On 10/13/2011 5:02 PM, David Gerard wrote:
On 13 October 2011 21:58, Neil
Kandalgaonkar<neilk(a)wikimedia.org> wrote:
> Commons has no real way to communicate licenses to Google. Templates
> create human-readable HTML, not machine-parseable legal information. If
> someone edited the CC master template tomorrow to look a bit prettier,
> anything that was trying to parse licenses from HTML would break.
I'm going to say that this is B.S. It seems everybody in
business thinks it's easy to write GUI applications (where you really
spend four months rewriting the requirements again and again and doing
testing that never ends) and hard to write screen scrapers. (where you
sometimes get it to work in four minutes)
I built a rather complicated system that reads the Wiki markup
and extracts a whole bunch of metadata. This system was fairly accurate
but eventually reached a plateau of what it could do. It had trouble
extracting licenses all the time because templates are wrapped up inside
of templates which are wrapped up inside of templates and so on.

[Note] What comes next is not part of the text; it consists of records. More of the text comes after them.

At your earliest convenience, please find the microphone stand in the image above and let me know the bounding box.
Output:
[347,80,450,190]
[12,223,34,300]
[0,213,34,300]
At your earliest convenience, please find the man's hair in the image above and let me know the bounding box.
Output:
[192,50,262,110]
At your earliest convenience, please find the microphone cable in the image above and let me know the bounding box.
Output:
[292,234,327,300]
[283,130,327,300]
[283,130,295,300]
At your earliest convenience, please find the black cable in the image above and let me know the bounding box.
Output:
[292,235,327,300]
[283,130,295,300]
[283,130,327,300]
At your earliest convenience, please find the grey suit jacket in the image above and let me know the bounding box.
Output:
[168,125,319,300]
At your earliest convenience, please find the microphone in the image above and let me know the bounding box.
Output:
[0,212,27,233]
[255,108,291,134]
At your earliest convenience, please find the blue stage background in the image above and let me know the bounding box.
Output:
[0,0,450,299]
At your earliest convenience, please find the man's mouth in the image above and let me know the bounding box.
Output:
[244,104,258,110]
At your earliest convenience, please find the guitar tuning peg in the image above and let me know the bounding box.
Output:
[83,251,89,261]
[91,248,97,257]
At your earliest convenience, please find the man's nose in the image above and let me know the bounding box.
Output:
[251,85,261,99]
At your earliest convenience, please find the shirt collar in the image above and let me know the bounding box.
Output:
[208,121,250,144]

The old system often had to deal with contradictory data -- for
instance, there's a certain guy who uses {self} templates on photos
that came from Flickr. Nobody really noticed that there's a problem
here because the HTML markup looks superficially O.K. The issue is that
HTML output on Commons is tested every day, and the ability to get
semantics out of the inner markup doesn't get tested. "Fifth wheel"

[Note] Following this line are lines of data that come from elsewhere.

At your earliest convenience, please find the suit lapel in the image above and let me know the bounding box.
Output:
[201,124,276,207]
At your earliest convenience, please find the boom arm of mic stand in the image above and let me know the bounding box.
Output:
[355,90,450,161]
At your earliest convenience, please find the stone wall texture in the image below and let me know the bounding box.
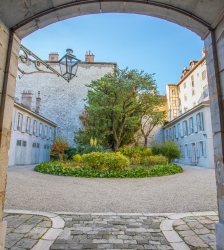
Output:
[15,63,115,147]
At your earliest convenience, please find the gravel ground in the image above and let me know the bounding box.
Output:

features (microformats, etc.) are even more likely to break without
being noticed since nobody actually uses them...
Later on I developed a much simpler heuristic: extract all
hyperlinks from the HTML and filter for links that point to licenses.
For instance,
http://commons.wikimedia.org/wiki/File:2011-03-09-fort-du-lomont-10.jpg
has a link to
http://creativecommons.org/licenses/by/3.0/deed.en
This is as easy to read as any kind of structured metadata could
ever be. And it's not a "fifth wheel", it's actually visible in the
HTML markup, so if it's wrong people will notice.